China’s mobile payment revolution leads the world

Alipay and WeChat pay signs at point of sale in Chinese store

Alipay and WeChat Pay account for 93% of China’s mobile payment market

In just 70 years China has moved from a simple coupon exchange system for goods to the world’s most sophisticated mobile payment technology used by over 90% of consumers in China’s largest cities

30 September 2019 | (Staff Writers and China.org.cn)

Throughout its 5,000-year history China has gone through enormous periods of change, few could argue that any period could challenge the developments of the past seven decades. Modern day China pulled hundreds of millions of people out of poverty into the middle class and, since the founding of the PRC in 1949, national economic output has increased by more than 450 times.

The nation’s increasingly urbanized population has one of the fastest uptakes of new technology seen anywhere in the world, seen through the use of mobile devices, online purchasing and the rise mobile payment systems.

Bartering was the earliest trading system in China, allowing people to get what they needed. Natural shells became the earliest form of currency in China about 3,600 years ago.

After the founding of the PRC, due to a shortage of goods, the central government had to issue ration coupons to limit consumption of grain, cloth and other necessities. Both the ration coupon and cash were required when a purchase was made. In those years, having those coupons but without money could make life easier than having money but without the coupons.

When market supply gradually became sufficient after the implementation of reform and opening up in 1978, cash was the main payment tool for the Chinese consumer, as cash on delivery made them feel assured. Ten yuan had been the largest value banknote until 1988 when the 100-yuan note was issued.

The Bank of China Card, China’s first credit card, came into being in 1985. Subsequently, credit cards and debit cards entered people’s life in the 1990s, but the majority of Chinese still preferred paying with cash. While credit card payment remains dominant in other countries, the Chinese quickly skipped over it to embrace a new era for payments.
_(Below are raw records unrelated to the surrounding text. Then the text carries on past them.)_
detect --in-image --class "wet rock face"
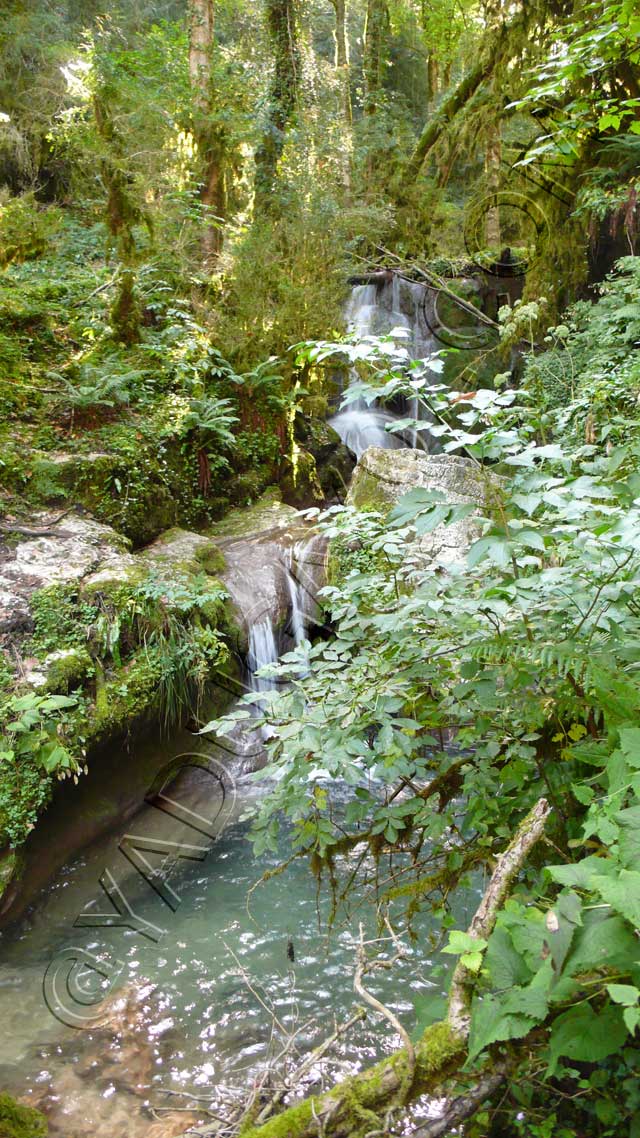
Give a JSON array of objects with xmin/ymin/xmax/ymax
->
[
  {"xmin": 0, "ymin": 513, "xmax": 132, "ymax": 643},
  {"xmin": 347, "ymin": 446, "xmax": 492, "ymax": 563},
  {"xmin": 210, "ymin": 494, "xmax": 310, "ymax": 654}
]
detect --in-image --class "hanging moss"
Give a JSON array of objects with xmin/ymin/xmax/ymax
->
[{"xmin": 0, "ymin": 1094, "xmax": 49, "ymax": 1138}]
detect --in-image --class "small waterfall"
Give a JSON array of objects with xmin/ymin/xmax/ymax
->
[
  {"xmin": 247, "ymin": 619, "xmax": 278, "ymax": 692},
  {"xmin": 286, "ymin": 534, "xmax": 327, "ymax": 646},
  {"xmin": 329, "ymin": 273, "xmax": 435, "ymax": 459}
]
With the rise of the Internet, online shopping arrived on the scene. On November 11, 2018, China’s Double Eleven shopping carnival, the total online retail transactions exceeded 300 billion yuan.
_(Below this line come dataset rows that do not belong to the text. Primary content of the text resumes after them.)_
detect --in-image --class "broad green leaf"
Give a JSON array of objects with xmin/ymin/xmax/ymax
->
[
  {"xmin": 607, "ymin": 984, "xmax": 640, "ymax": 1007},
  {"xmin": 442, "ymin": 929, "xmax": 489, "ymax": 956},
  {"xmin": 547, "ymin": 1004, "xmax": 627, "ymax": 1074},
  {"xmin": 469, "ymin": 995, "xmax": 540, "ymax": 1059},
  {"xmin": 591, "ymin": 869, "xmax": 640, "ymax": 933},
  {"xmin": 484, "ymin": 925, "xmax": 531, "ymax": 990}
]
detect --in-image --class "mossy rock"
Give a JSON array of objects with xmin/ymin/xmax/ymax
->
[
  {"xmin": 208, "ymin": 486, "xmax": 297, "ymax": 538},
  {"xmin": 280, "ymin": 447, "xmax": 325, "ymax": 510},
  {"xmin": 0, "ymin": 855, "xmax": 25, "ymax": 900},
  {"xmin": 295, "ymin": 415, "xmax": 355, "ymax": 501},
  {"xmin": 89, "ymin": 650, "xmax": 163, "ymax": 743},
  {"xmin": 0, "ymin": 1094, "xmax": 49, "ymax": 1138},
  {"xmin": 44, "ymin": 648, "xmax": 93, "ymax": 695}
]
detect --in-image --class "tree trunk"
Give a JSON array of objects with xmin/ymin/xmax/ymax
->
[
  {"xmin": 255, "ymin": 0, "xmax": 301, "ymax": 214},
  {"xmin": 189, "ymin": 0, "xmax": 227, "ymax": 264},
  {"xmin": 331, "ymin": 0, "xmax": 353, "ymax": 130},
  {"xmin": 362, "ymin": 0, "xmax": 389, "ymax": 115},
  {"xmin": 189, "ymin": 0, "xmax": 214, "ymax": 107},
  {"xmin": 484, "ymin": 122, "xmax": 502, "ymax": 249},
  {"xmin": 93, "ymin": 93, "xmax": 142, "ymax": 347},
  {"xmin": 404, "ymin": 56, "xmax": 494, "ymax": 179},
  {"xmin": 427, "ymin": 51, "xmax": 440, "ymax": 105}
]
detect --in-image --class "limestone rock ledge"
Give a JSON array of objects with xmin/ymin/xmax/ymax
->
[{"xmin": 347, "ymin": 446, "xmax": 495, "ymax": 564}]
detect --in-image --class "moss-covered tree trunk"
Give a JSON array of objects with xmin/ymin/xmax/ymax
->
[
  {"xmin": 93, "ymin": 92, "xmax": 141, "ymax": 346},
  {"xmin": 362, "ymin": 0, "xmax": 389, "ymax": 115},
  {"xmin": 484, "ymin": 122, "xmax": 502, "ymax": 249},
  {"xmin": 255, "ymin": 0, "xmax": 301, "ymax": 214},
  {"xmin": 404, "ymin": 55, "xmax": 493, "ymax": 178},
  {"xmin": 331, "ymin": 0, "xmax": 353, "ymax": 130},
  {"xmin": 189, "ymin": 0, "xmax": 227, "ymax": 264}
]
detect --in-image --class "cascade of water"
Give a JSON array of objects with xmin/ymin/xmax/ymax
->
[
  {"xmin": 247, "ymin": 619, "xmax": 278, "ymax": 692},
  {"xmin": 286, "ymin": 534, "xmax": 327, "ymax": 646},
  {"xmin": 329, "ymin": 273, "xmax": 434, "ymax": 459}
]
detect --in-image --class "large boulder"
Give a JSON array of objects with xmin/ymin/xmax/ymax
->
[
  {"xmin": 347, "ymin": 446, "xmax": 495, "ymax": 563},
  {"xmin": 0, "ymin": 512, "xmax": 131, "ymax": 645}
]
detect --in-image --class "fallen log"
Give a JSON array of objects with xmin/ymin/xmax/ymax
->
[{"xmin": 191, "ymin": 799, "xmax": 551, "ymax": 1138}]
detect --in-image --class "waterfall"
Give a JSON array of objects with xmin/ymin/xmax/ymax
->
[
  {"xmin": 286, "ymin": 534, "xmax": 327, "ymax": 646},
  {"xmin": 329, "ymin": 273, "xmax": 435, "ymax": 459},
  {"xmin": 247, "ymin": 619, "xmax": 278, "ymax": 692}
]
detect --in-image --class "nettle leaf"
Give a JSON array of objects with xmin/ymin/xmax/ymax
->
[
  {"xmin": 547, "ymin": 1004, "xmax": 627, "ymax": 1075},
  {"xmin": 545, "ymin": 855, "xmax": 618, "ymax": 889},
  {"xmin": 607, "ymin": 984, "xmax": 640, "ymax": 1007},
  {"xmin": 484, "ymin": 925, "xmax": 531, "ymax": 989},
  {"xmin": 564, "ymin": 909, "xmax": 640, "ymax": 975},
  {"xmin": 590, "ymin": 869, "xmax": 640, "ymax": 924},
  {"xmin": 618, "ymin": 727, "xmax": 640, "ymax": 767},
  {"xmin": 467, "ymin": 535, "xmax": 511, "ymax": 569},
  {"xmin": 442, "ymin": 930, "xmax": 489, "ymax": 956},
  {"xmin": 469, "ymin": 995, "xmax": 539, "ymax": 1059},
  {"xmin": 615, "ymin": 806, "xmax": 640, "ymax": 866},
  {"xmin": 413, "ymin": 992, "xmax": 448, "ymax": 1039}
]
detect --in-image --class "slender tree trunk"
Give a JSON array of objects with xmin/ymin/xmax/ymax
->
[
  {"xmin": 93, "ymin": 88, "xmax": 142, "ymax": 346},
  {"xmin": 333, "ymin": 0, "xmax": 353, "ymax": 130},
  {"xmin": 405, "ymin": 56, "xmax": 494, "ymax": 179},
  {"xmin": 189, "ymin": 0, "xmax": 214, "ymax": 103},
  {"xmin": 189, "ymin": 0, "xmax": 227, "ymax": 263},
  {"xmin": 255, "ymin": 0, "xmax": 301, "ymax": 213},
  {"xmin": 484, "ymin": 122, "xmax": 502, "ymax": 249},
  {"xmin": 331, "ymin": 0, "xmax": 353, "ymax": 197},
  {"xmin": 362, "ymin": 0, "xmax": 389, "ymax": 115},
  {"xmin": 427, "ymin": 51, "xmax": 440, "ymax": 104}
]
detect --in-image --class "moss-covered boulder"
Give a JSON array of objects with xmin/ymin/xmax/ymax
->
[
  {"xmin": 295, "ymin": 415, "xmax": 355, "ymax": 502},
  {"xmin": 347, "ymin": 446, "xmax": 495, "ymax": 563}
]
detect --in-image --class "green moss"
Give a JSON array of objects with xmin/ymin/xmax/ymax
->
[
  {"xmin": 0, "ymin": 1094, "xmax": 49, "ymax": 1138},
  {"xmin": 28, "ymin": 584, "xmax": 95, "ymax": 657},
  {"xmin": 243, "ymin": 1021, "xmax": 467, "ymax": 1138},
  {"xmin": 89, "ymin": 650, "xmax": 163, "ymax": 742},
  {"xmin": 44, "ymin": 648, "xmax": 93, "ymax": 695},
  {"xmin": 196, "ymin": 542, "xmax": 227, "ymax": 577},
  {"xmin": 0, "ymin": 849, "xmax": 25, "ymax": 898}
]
The proliferation of mobile payments nowadays has enabled the Chinese with a smart phone to go around without a wallet. Mobile payments are ubiquitous, paying utility bills, topping up a game account, booking a train ticket, paying fines… even buying some tea eggs and pickles in the most remote rural areas.

Mobile payment technology has not only made shopping convenient and fast; it underpins the growth of China’s massive e-commerce sector. These advances have important global economic ramifications, not simply for exporters selling to Chinese consumers but for the fact that the services sector will underpin much of China’s future economic growth.